“Those ain’t tanks, kiddo. Infantry fighting vehicles.”
“Whassits?”
“They carry soldiers,” Morris explained gruffly, resisting an urge to tell her to get back inside, to shout that the sight of those vehicles meant death was on its way. Scaring the girl would accomplish nothing, and she’d been through too much pain already.
He flashed back to a conversation from a little over a year ago. “Honey, your Dad and Mom were in an accident, a really bad accident…” Explaining to a child her parents weren’t coming back had been as hard as anything he’d done in the Corps. He might as well let the sight of the gracefully gliding behemoths bring a smile of wonder to her face.

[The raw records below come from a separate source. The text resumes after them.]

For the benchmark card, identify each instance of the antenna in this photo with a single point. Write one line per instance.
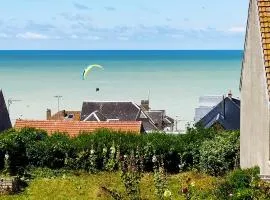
(10, 101)
(58, 99)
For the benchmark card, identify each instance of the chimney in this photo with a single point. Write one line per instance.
(49, 114)
(230, 94)
(145, 104)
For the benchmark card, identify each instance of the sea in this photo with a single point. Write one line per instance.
(171, 80)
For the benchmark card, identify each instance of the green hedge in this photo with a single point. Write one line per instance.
(103, 149)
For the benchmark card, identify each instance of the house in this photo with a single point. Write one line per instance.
(255, 89)
(206, 104)
(225, 115)
(117, 111)
(4, 115)
(74, 128)
(63, 115)
(161, 121)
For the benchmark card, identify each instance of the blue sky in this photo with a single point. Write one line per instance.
(122, 24)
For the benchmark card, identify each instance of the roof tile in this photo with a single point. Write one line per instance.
(264, 17)
(73, 128)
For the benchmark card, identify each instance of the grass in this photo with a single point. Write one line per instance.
(88, 186)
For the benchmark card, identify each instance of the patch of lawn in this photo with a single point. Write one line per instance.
(88, 186)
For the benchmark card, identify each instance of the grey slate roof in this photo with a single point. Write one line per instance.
(157, 116)
(122, 111)
(4, 116)
(95, 116)
(230, 119)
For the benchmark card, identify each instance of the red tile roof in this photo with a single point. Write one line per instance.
(264, 17)
(73, 128)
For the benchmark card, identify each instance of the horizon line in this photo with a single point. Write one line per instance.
(121, 49)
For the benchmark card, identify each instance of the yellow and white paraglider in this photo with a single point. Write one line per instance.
(88, 69)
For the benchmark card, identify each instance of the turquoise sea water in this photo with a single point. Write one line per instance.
(175, 79)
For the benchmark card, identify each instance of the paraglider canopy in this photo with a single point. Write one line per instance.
(89, 68)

Morris softened his voice and went on. “The real tanks are even bigger. The box on the top, that’s called a turret by the way, is twice that size on a tank, and the tube coming out, the main gun, is almost as long as the entire vehicle. The beams it shoots can hurt a starship in orbit, that’s how big the gun is.”
“Wow,” Mariah said.
And when one of those big suckers blows up, there’s nothing left of the crew but a smear on the wreckage. And they may be tough, but they ain’t invulnerable. There’s no can so big a can opener to handle it can’t be found.

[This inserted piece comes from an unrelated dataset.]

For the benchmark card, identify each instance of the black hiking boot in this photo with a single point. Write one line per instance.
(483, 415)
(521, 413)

Death came for everyone. His son Otis and his wife Ruth had been driving home from a barn dance in Davistown when one of the local critters had made them swerve and drive off a cliff. That’s all it took.
Sure, one could blame their deaths on the fact that most colonists in Parthenon-Three had to make do with cars only slightly better than what folk had used before First Contact. All the fancy graviton engines and force fields went mostly to the military or the uber-rich; the latter stuck around big cities like Henderson, New Burbank and Sunnyvale and wouldn’t be caught dead driving on the plasticized-dirt roads of Forge Valley. He shrugged. Might as well blame the pseudo-lizard that had stepped in the path of his son’s car. In the end, looking for someone to blame was useless. Sometimes shit just happened.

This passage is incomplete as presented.